Vue sur le Reichstag depuis la gare centrale de Berlin.

L’été dernier, ma copine et moi avons échangé notre appartement pendant 10 jours avec un couple berlinois qu’on ne connaissait pas. Quand on est rentrés, ils se sont exclamés : “On refait ça quand vous voulez” ! Ça tombe bien, on s’était dit la même chose dans le train du retour de Berlin.

Dans cet article, on va parler de :

  1. remettre en question notre façon de voyager
  2. l’expérience du train entre la France et l’Allemagne

Ce train à destination de Berlin va partir, attention au départ !

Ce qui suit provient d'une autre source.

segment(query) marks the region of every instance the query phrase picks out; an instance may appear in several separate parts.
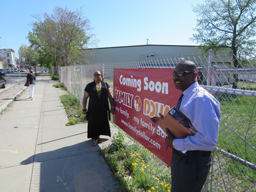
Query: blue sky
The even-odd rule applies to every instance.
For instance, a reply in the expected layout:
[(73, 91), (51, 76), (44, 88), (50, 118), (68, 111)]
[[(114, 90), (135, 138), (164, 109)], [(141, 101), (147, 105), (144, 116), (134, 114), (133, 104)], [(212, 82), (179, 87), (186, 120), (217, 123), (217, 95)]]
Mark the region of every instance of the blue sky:
[[(196, 27), (191, 5), (203, 0), (13, 0), (0, 3), (1, 49), (12, 48), (15, 56), (32, 31), (31, 15), (52, 13), (56, 6), (74, 11), (84, 6), (92, 32), (100, 40), (97, 47), (148, 44), (196, 45), (189, 40)], [(92, 48), (92, 47), (90, 47)]]

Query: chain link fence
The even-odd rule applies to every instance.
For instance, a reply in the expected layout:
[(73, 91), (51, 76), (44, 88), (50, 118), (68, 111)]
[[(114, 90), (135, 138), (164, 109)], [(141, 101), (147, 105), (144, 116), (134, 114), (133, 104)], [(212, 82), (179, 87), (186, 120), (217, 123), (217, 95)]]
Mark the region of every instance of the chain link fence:
[[(104, 81), (113, 90), (114, 68), (164, 69), (174, 68), (181, 59), (193, 61), (199, 69), (199, 84), (220, 101), (222, 112), (218, 144), (213, 153), (209, 178), (202, 191), (256, 191), (255, 55), (237, 58), (225, 52), (212, 55), (210, 50), (207, 55), (60, 67), (59, 76), (68, 91), (82, 104), (84, 88), (93, 81), (95, 70), (102, 70)], [(236, 60), (238, 62), (234, 66)], [(123, 132), (126, 140), (134, 144), (131, 147), (137, 150), (144, 148), (112, 121), (110, 124), (112, 132)], [(127, 150), (129, 152), (128, 148)], [(152, 158), (152, 166), (158, 168), (155, 174), (162, 174), (167, 165), (155, 156)], [(170, 177), (166, 180), (171, 183)]]

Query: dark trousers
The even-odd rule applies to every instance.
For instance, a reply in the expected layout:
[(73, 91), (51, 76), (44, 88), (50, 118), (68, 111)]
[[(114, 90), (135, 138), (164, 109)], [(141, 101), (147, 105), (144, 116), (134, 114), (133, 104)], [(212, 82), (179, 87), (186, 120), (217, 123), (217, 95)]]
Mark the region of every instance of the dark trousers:
[[(199, 153), (197, 153), (198, 152)], [(173, 150), (171, 192), (200, 192), (211, 164), (210, 152), (191, 151), (183, 155)]]

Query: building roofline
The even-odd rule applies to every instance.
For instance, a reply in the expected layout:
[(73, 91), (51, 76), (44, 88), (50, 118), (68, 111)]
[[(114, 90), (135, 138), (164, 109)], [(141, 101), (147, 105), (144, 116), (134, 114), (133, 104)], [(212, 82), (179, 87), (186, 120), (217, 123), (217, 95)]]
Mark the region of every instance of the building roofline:
[(199, 45), (130, 45), (130, 46), (119, 46), (119, 47), (101, 47), (101, 48), (88, 48), (88, 49), (106, 49), (106, 48), (125, 48), (125, 47), (146, 47), (146, 46), (168, 46), (168, 47), (200, 47)]

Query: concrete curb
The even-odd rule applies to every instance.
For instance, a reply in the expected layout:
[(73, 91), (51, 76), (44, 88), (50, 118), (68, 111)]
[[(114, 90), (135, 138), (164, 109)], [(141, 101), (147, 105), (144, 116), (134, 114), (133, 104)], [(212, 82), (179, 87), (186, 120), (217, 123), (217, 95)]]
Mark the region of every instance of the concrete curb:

1) Changer notre façon de voyager

Comprendre et agir

La nécessité d’arrêter de prendre l’avion est devenue une évidence pour moi au fil de mes lectures, discussions et apprentissages à propos du lourd impact que le fonctionnement de notre société a sur le monde.

Un montage du designer Geoffrey Dorne.

La Fresque du climat¹ a été l’élément déclencheur qui m’a permis de comprendre les mécanismes des enjeux climatiques en seulement 3 heures. Suite à ça et un rapide bilan carbone personnel pour comprendre mon empreinte et mes leviers d’action, j’ai enchaîné les lectures et les discussions avec des amis plus ou moins avancés dans leurs réflexions.

Mais ce qui m’a définitivement décidé à arrêter l’avion, c’est ma participation à l’atelier immersif 2tonnes. 2 tonnes de CO₂eq², c’est la quantité de gaz à effet de serre par personne et par an qu’il faut atteindre en 2050 pour un monde vivable. Or, en France on est plutôt autour des 10 tonnes / personne / an. Cet atelier qui alterne entre prises de décision individuelles et collectives met bien en lumière le chemin que l’on peut prendre pour s’en rapprocher.

On avait très envie de retourner à Berlin, c’était donc une bonne occasion de mettre cet engagement en pratique. On a donc opté pour le moyen de transport longue distance à la plus faible empreinte écologique : le train³.

En train ?! Mais Berlin c’est super loin !

Oui. Paris — Berlin, c’est plus de 1000 km et il faut compter entre 8 et 9h de train.

Comparatif Paris — Berlin en train et en avion. Commentaires en pied de page⁴.

Alors bien sûr, c’est plus long et c’est plus cher en train, surtout si on s’y prend au dernier moment. Mais la différence d’émissions de CO₂ est extrêmement marquée (x8) !

15h porte à porte en train couchette peut sembler long. Mais on s’est dit que l’expérience faisait partie du voyage, que ça permettait de partir et d’arriver à des horaires pratiques et de profiter du transport pour dormir.

Comment l’idée d’échanger d’appartements nous est venue

Voilà le raisonnement : Quitte à passer 10h aller et retour dans les transports, autant rester suffisamment longtemps pour que ça vaille le coup. Donc partir environ 10 jours. Ce qui donne un ratio de 10%⁵ environ entre le temps de transport entre les villes et la durée du séjour et qui nous semblait être largement acceptable. Avec le recul, c’est le même ratio pour un week-end à Lyon depuis Paris en TGV.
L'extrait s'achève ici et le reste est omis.